One week after the ER visit, the patient returned to the defendant urologist. He noted she had no further incontinence. She had symptoms of overactive bladder, but the medication she was taking could have that particular side effect. The urologist recommended an injection to treat her incontinence due to overactive bladder. After an informed consent discussion, the patient wanted to proceed.

The patient had the procedure one week later. Inspection of the bladder neck from the distal urethra showed the patient had incompetent bladder neck confirmed by urodynamics, and urinary incontinence due to intrinsic sphincter deficiency. Using the periurethral injection needle, the tip of the needle could be seen submucosally at the bladder neck, tenting the bladder neck mucosa. One ampule of Coaptite® was injected at the site, and there was satisfactory bulging and coaptation. Similarly, three additional syringes were injected at 15:00, 18:00, and 21:00 hours. At the end of the procedure, there was satisfactory coaptation and closure effect. The patient tolerated the procedure well. This was her last interaction with the defendant urologist.

Over the next 15 months, the patient saw her ob-gyn with complaints of continued vaginal pain. He assessed painful vagina and mild urethra pain associated with the previous Monarc sling and referred her for a second opinion.
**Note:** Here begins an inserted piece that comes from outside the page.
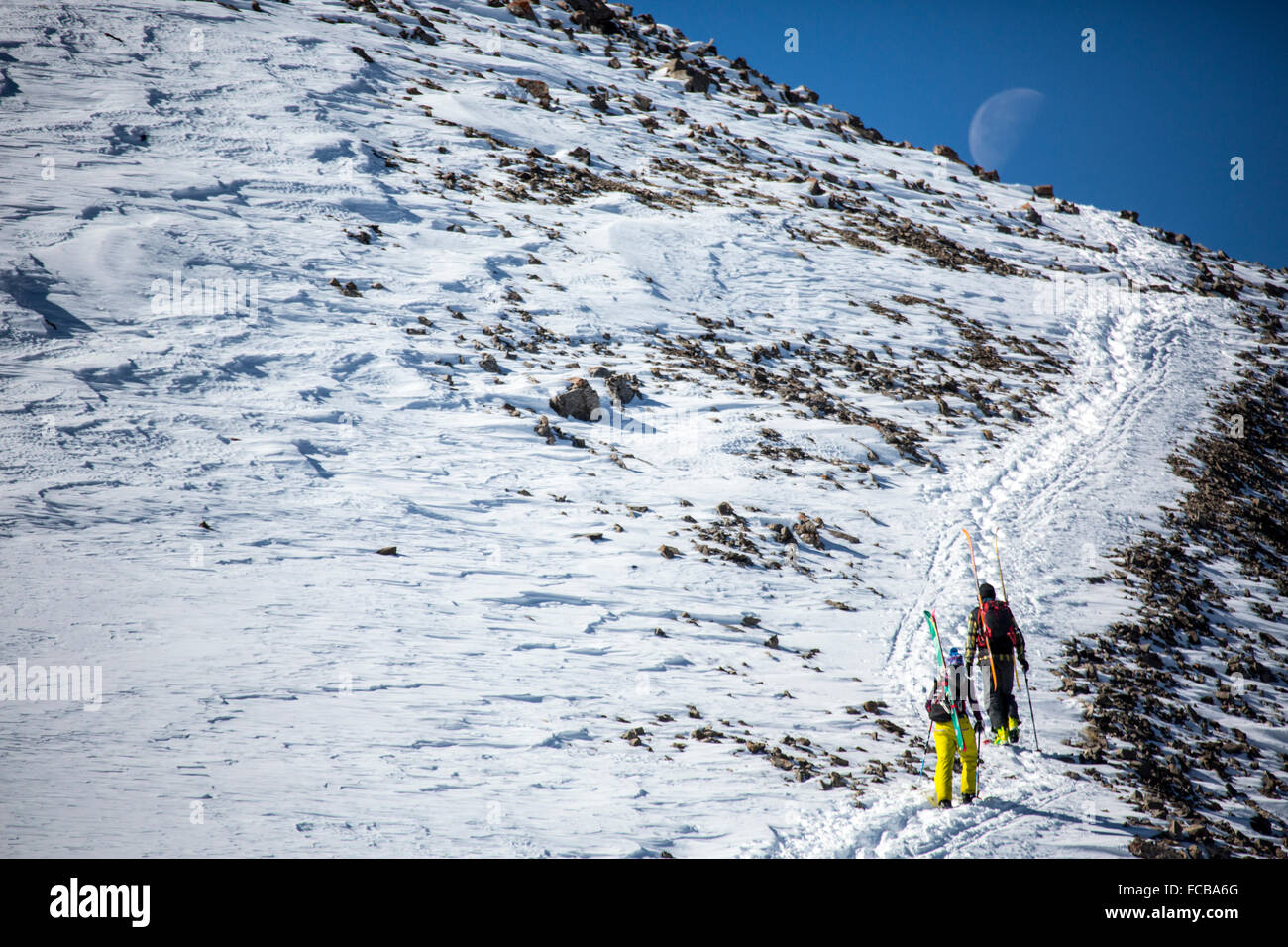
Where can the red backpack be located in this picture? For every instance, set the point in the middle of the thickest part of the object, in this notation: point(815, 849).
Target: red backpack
point(996, 628)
That patient saw another ob-gyn who attempted to remove the Monarc sling, but aborted the procedure after determining the extent of mesh erosion.

Six months after the attempted removal, the sling was successfully removed by a different urologist. The sling in the vaginal portion was entirely removed. Five portions were left in place due to the patient’s body habitus. The urologist’s operative findings noted the mesh sling eroded into the right side of the bladder neck with encrusted stones a centimeter and a half away from the ureteric orifice. Nine months after removal, a new pubovaginal sling was placed.

The patient’s expert witnesses stated the patient was not a good candidate for the procedure. They further stated the defendant urologist should have attempted conservative treatment before recommending surgery. Finally, they stated the procedure was performed improperly, and the defendant was negligent for placing the sling immediately adjacent to the bladder neck.

Defense experts were supportive, stating the pubovaginal sling mesh was the only available procedure at the time. There was nothing in the operative report or treating records that suggested the procedure was performed improperly. During deposition, one of the experts changed their opinion. Subsequently that expert was released, and became an expert for the plaintiff.

Verdict

Due to wavering support from defense experts and the defendant urologist’s wishes, the case was settled for a confidential amount.